Briar uses both Bluetooth and Wi-Fi to form a network mesh allowing you to send and receive messages. What's interesting about Briar is that if you are connecting to the internet it uses Tor's network for syncing your messages, providing you an extra layer of encryption and protecting it's users from surveillance. 

Adding to it Briar does not allow you to take screenshots unlike other instant messaging apps. This makes it one of the best instant messaging apps that works offline and protects you from getting intercepted. 

Presently it is only available on Android and can be downloaded from their official site briarproject.org.


Email is an essential part of your digital presence and keeping it secure and private is vital.

If you use Gmail or Outlook as your present email service, a better and more secure alternative would be Protonmail or Tutanota which unlike Gmail or Outlook are not run by a tech conglomerate and provides a better end to end encryption than its competitors. 

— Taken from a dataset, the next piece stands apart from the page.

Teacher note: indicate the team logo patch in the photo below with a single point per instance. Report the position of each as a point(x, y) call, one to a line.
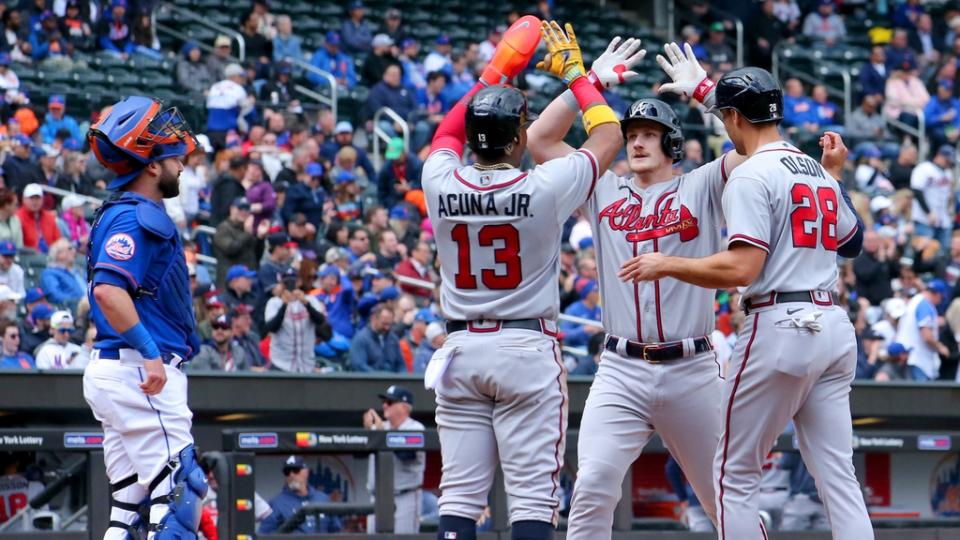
point(121, 247)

Both the email providers have excellent open-source mobile apps, they store all your emails encrypted, which means they are not reading it and also not sharing your sensitive data with advertisers or the government which cannot be told for any other mainstream email providers.

To maximize your privacy it's best to create a separate email account for different use cases. Have at least one for shopping, one which handles only your social media and one for personal communication

It is also recommended to have two separate email accounts for banking and work as a best practice.

Password Managers:-

You should also definitely avoid reusing the same passwords, at this point it can become hard to manage your passwords and you want to avoid the ecosystem trap, the best password managers presently are -

Bitwarden for normies which run on a freemium model thus if you are an individual or a 2 person team most of the services are free and you only need to pay for Enterprise solutions.

The other really good pasword manager is KeePassXC which is totally open source but is aimed towards a bit advanced users, thus there is a learning curve required.


Isolating your security is necessary to keep it away from the big five and it is always recommended that you use an application firewall to enhance your security by blocking all unnecessary connections that are not required by the app and are only meant to send your data to the remote servers.

The best option here would be NetGuard which is a simple to use, open source firewall for Android and Lockdown for iOS and MAC.

Another area that is worth mentioning would is Cloud Storage.

There are a ton of options to choose from but the best choice here would be Nextcloud as a replacement to Google drive or any other mainstream cloud providing services.

The free version though gives you very little cloud storage when compared to any other mainstream cloud service but a point to be considered here is, if you are not paying for the service with money they will recover it with your data.

But if you are using Google drive or any other cloud service and is not possible to switch to Nextcloud then it's better to encrypt your data before uploading it to cloud.

Cryptomator does the job for you, it is a more easy and convenient way of encrypting your files, another more savvy yet doable solution would be VeraCrypt which offers extremely strong encryption and data security which is in control of your hand.

Ending it off with a Playstore alternative Fdroid which is a community-maintained software repository of free and open source apps, its is similar to Playstore but without any google stuff embedded into it.